Farnham won’t say if Apple is threatening him over his recent archaeological exploits, but “They’re applying some very strange pressure.” Apple said no one was available for comment.

He says he’s had it with the “information gathering” business and is about to start developing a computer program for the developmentally disabled. He claims the information on unreleased products that he’s gathered over the years has mostly been for barter in a massive worldwide underground of Macintosh cognoscenti, though he’s also sold information to trade magazines.

“(Apple) could have put me out of business a long time ago by putting me under non-disclosure and asking me about security issues,” Farnham says. “Regardless of what they think of me, I do have a certain set of ethics. If I sign something, I don’t talk about it. Unfortunately, they hire a bunch of folks who DO sign things, and still talk. And then they get mad at me.”

NEW KID ON THE BLOCK: Just in case you didn’t already have enough to read, I figured it was about time I mentioned a new Mountain View-based magazine, ASIC Technology & News. ASICs, or “application-specific integrated circuits” (another name for custom chips), is a market growing by leaps and bounds.

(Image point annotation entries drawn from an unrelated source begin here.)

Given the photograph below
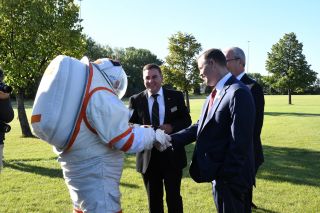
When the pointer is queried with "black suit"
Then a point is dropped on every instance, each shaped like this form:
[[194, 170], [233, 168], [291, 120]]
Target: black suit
[[224, 150], [258, 97], [162, 167]]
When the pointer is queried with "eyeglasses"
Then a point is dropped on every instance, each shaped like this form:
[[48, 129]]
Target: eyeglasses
[[232, 59]]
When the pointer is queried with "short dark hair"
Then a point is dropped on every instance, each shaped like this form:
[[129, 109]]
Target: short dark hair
[[1, 74], [216, 55], [152, 66]]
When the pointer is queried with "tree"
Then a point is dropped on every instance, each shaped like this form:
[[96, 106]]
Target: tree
[[288, 66], [95, 51], [180, 68], [133, 60], [32, 33]]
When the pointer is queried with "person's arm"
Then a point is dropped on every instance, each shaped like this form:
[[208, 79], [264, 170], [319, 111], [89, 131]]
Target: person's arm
[[134, 117], [243, 116], [109, 117], [184, 137], [6, 110], [183, 119], [258, 97]]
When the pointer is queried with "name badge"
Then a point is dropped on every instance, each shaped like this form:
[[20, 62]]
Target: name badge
[[173, 109]]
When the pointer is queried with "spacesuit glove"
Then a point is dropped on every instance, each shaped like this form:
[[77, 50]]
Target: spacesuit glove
[[162, 140]]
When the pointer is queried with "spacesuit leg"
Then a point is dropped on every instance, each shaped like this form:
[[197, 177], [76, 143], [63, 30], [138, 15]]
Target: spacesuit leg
[[94, 184]]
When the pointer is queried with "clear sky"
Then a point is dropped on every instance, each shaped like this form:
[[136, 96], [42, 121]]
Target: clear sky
[[253, 25]]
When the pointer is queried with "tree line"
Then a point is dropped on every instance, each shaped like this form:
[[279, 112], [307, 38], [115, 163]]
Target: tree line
[[34, 32]]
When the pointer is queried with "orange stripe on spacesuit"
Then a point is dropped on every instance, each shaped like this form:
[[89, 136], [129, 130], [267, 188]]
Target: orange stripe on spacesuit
[[128, 144], [119, 137], [77, 211], [85, 119], [35, 118], [82, 111]]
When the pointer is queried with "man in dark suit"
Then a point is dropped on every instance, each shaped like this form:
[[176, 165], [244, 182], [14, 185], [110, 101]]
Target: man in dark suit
[[171, 115], [236, 61], [223, 151]]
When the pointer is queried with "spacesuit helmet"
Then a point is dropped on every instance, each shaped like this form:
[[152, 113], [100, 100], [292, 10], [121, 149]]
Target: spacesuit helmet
[[114, 74]]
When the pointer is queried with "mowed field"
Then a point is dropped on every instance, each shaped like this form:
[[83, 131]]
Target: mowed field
[[288, 181]]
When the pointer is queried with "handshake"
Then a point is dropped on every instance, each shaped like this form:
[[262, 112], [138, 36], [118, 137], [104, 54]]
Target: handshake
[[162, 140]]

ATN’s president and publisher is Nanci Magoun, a former chip industry analyst for Dataquest Inc., and an applications engineer and marketing communications manager for Fairchild Semiconductor’s ASIC operations. Mahendra Jain, formerly director of ASIC applications worldwide for National Semiconductor and Fairchild, is editor.

ATN’s funding came from the sale of Magoun’s house, from MK Global’s Jim Riley, and some private financing from Dave and Rick Norman. Dave Norman, you’ll remember, founded Dataquest and Businessland.

The tabloid, in production since May, has already won two design awards. Run with a bare-bones staff of eight, ATN is written either by staff or “free-lancers with ASIC experience,” Magoun says.

In addition, some of the pieces are written by contributors who work for ASIC vendors. Though often this can result in thinly-concealed product promotions, ATN avoided potential conflict by hiring “Chainsaw Mary” Lee, a former Mercury News news editor who earned her name for her ruthless editing style.

SPEAKING OF MAGAZINES: Former PC World editor Harry Miller is starting a new multimedia “publication” with Lou CasaBianca ,rock and interactive video promoter. Neither will comment on rumor (still firming up their funding, I hear), but what’s interesting about the venture — called MacMedia — is that it will be published in several formats, including print, CDROM, interactive video disc and video tape. They’re supposedly aiming for a launch around January 1990.